Cynthia Ma and Wendy Qian are good friends, but they have completely different memories of celebrating Chinese New Year in their hometowns in China.
Qian’s hometown, Suzhou in the Southern China, uses many traditional Chinese New Year customs from the region.
“On the eve of Chinese New Year, our whole big family has dinner together, then my grandparents prepare a bowl of food for the ‘Kitchen God’, which we bring home and put on the stove,” said Qian.
She explained that the bowl contains food such as pig ears and rice cakes wrapped in red paper. This practice is a tradition left over from older days when there wasn’t enough food for families, who hoped for more food in the coming year.
When midnight passes, people go to a local temple to burn the new year’s first essence, and ring the bell, praying for health and the safety of their families.
And every Chinese New Year morning, parents make rice dumplings with a lot of sugar in the soup, and kids would say “very sweet” while eating it, hoping the coming year would be sweet and beautiful.
On Jan. 8 in the lunar year, households ignite firecrackers to welcome the “fortune god” to their home, according to Qian.
“After I moved to UBC in 2012, I sometimes spent the Chinese New Year in class, and even forgot about it,” she said.
“The festival is only a distant shape if you are not celebrating it with the people you want to be with... now I always try to call and greet my family on Chinese New Year.”
Chinese New Year customs fading away
Unlike Qian, Ma grew up in Zhengzhou, a metropolis in northern China, and said many Chinese New Year traditions have faded away with the rapid development of the area over the past few years.
“I like traditional (Chinese New Year) customs, such as attending the temple fair, playing with lanterns and watching the dragon and lion dance,” Ma told the Richmond News.

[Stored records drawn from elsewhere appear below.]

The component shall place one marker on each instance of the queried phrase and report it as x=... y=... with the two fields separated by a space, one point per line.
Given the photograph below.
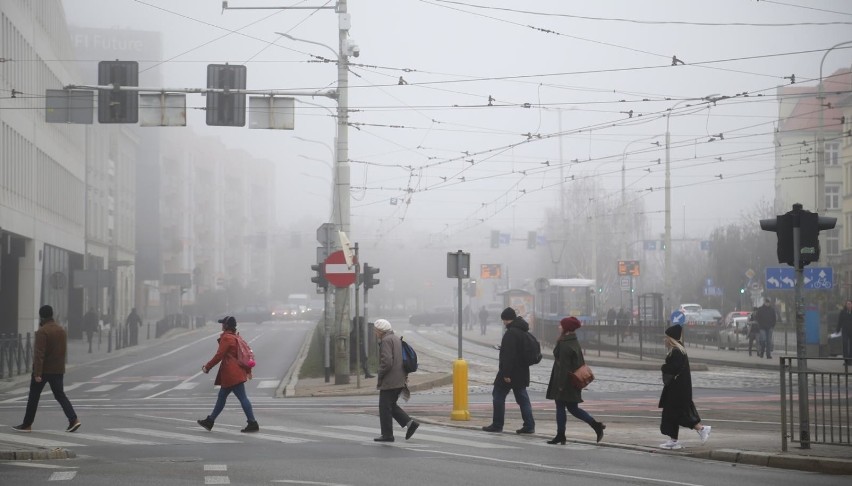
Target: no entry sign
x=337 y=272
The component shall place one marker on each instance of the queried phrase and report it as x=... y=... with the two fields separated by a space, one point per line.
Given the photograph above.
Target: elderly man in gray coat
x=391 y=382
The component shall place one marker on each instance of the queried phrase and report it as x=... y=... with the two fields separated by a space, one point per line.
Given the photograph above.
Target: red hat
x=570 y=324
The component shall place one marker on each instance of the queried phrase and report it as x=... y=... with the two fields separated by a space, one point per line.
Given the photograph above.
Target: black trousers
x=58 y=389
x=390 y=411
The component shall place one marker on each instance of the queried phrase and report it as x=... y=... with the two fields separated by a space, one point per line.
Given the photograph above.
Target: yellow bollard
x=460 y=405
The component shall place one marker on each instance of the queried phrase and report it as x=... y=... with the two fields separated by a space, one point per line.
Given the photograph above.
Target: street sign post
x=337 y=272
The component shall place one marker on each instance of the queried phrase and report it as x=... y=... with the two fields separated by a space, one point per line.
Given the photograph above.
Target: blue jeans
x=764 y=343
x=575 y=410
x=499 y=395
x=240 y=392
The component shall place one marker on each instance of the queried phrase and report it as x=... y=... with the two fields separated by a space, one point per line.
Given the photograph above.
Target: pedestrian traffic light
x=115 y=105
x=367 y=277
x=226 y=109
x=531 y=240
x=319 y=279
x=810 y=224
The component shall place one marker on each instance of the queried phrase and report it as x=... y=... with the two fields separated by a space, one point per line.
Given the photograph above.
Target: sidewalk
x=726 y=443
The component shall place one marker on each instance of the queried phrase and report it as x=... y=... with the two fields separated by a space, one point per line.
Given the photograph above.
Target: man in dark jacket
x=48 y=367
x=766 y=324
x=514 y=374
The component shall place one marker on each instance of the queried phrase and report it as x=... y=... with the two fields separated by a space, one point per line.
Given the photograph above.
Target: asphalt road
x=139 y=409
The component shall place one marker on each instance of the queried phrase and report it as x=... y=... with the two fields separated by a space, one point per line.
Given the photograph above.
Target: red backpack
x=245 y=356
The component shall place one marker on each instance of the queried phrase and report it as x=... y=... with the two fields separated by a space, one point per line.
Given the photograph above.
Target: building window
x=832 y=154
x=832 y=242
x=832 y=196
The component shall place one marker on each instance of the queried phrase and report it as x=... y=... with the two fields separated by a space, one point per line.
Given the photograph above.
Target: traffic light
x=783 y=226
x=810 y=224
x=320 y=280
x=115 y=106
x=531 y=240
x=368 y=277
x=226 y=109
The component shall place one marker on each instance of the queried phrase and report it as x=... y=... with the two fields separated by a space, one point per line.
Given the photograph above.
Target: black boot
x=559 y=439
x=206 y=423
x=598 y=428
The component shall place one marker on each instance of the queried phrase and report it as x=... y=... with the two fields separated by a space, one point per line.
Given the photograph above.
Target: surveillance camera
x=352 y=49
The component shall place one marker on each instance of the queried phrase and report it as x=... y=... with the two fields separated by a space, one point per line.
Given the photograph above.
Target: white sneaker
x=671 y=444
x=704 y=434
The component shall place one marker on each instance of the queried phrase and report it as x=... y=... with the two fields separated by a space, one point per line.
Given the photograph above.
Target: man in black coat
x=514 y=374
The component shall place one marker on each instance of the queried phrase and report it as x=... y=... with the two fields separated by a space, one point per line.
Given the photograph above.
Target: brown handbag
x=581 y=377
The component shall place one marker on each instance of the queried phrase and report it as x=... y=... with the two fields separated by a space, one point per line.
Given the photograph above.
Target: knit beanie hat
x=508 y=314
x=570 y=324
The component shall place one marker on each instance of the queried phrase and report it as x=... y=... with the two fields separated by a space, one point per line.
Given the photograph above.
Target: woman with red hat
x=568 y=357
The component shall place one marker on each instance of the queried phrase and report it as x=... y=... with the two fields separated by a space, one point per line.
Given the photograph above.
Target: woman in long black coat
x=568 y=357
x=676 y=399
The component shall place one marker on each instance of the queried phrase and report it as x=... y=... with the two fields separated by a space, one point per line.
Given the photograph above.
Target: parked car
x=735 y=334
x=438 y=315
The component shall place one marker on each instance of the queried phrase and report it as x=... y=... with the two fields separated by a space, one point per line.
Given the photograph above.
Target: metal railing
x=829 y=408
x=16 y=354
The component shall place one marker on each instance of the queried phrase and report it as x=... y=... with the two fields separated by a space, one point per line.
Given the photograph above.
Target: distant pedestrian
x=231 y=376
x=49 y=353
x=676 y=398
x=391 y=383
x=513 y=374
x=844 y=327
x=766 y=324
x=483 y=320
x=568 y=356
x=133 y=323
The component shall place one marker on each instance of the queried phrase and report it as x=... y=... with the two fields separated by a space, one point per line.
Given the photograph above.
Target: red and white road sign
x=337 y=272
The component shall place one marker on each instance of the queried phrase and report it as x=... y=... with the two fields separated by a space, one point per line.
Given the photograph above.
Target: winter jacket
x=511 y=356
x=568 y=356
x=677 y=395
x=50 y=348
x=391 y=375
x=230 y=372
x=844 y=322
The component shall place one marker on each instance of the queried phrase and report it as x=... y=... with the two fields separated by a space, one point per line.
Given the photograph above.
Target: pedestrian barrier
x=15 y=354
x=828 y=397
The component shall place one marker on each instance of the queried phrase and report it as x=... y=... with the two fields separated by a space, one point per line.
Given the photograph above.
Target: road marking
x=19 y=438
x=62 y=476
x=145 y=387
x=175 y=435
x=434 y=438
x=107 y=438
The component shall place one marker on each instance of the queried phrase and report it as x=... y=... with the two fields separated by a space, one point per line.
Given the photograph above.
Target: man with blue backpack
x=514 y=373
x=392 y=381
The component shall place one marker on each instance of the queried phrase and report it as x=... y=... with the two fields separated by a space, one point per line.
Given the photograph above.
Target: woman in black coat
x=676 y=399
x=568 y=357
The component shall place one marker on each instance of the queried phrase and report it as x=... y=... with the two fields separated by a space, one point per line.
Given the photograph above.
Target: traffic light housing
x=532 y=236
x=319 y=279
x=116 y=106
x=226 y=109
x=368 y=277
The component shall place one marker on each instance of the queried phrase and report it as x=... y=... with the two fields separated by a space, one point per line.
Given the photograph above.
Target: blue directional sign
x=784 y=278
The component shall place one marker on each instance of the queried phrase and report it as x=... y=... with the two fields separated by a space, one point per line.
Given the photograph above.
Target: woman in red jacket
x=231 y=376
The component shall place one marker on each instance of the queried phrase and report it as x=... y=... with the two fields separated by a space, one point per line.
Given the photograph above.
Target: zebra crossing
x=180 y=431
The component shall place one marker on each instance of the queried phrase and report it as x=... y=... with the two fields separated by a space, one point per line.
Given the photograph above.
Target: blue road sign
x=784 y=278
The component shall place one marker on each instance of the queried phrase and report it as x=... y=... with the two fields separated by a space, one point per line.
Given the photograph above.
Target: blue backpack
x=409 y=357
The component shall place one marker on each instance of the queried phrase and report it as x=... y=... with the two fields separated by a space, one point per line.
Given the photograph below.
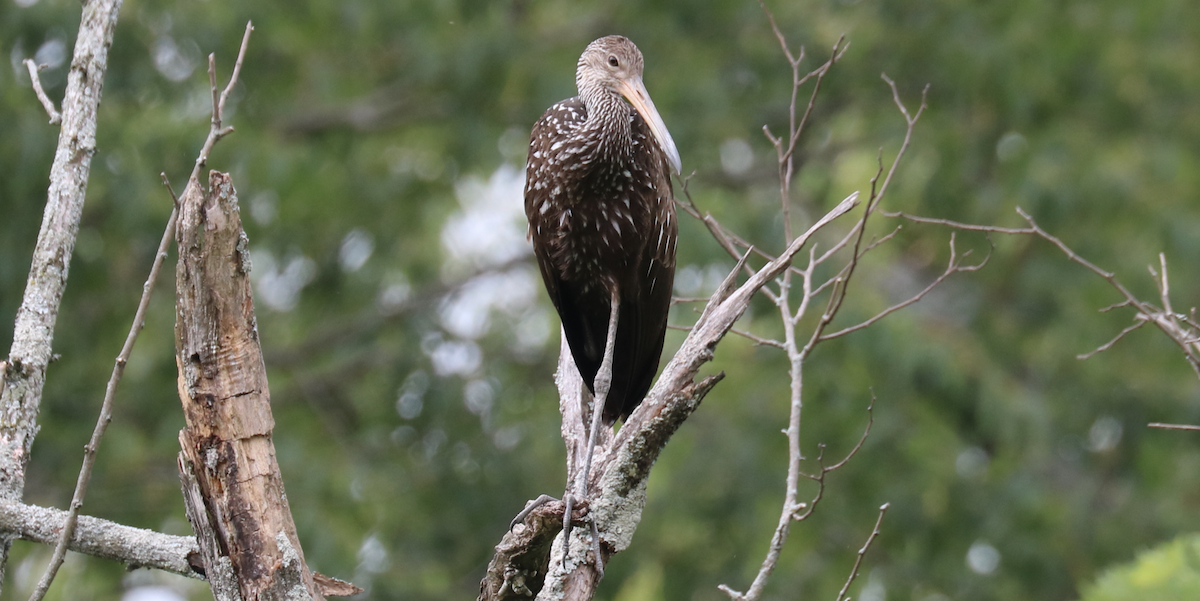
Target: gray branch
x=135 y=547
x=34 y=331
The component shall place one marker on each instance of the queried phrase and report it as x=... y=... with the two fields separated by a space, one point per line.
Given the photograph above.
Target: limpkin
x=603 y=223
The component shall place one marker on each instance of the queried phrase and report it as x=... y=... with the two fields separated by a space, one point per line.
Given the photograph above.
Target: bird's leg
x=601 y=384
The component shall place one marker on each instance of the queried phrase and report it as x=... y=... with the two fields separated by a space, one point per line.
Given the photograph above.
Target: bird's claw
x=532 y=505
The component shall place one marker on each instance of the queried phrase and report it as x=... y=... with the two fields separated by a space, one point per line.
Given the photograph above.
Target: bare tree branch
x=47 y=103
x=952 y=268
x=1177 y=326
x=100 y=538
x=106 y=412
x=862 y=552
x=1175 y=426
x=34 y=329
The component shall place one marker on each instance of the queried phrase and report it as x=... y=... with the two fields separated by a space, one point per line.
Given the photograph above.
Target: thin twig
x=106 y=410
x=47 y=103
x=952 y=268
x=1175 y=426
x=1176 y=326
x=862 y=552
x=1109 y=344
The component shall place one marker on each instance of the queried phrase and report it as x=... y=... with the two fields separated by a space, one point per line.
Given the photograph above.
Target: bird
x=600 y=205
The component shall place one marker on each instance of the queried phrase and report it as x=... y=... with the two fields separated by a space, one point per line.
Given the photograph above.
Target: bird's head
x=613 y=65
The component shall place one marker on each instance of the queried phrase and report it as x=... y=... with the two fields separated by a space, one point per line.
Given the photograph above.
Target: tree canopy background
x=378 y=154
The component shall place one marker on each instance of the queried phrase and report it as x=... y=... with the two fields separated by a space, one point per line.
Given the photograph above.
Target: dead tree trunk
x=222 y=384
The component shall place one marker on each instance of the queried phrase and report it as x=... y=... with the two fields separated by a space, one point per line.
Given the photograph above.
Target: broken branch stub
x=222 y=385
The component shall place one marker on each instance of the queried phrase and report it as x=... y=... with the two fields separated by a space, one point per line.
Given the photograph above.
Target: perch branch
x=100 y=538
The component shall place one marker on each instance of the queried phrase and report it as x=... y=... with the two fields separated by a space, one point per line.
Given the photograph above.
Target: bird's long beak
x=635 y=92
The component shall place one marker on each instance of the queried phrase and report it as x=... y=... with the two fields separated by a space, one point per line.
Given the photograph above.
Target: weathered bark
x=135 y=547
x=222 y=385
x=24 y=372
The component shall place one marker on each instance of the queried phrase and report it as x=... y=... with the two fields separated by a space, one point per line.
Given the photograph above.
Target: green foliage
x=1170 y=571
x=366 y=130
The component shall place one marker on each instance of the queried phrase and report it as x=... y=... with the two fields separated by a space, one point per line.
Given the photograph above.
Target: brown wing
x=646 y=301
x=565 y=239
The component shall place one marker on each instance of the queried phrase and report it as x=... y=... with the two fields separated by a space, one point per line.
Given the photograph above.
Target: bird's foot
x=529 y=508
x=567 y=536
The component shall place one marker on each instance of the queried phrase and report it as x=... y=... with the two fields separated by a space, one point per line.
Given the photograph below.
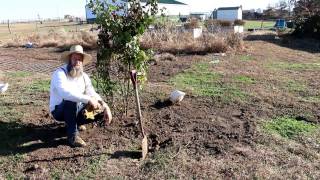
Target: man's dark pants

“But now many of the customs have been abandoned, especially in cities. Fireworks are forbidden (because they are a fire hazard), families stay at home and watch the Chinese New Year gala on TV, while some adults play Mahjong. ”
When Ma left her hometown five years ago and moved to Canada to attend the University of British Columbia, she surprisingly found many customs lost at home are still alive in Vancouver.
“I’ve been to the Chinese New Year parade in Chinatown, and have seen the dragon dance. I walked a long way to take photographs and felt very happy. I could feel a very strong feeling of traditional Chinese culture,” said Ma.
“And the architecture in Chinatown is protected so well, whereas in my hometown, they’ve been torn down to build high rises. Some later built a replica of ‘old streets’ to attract tourists, but it’s not the same.”
But Ma does miss the tradition of making dumplings with her families during Chinese New Year. She has brought this tradition to her new home in Richmond.
“I like to invite friends to come over and make dumplings together. Dumplings need more of a team effort and it makes me feel like I’m going back home.”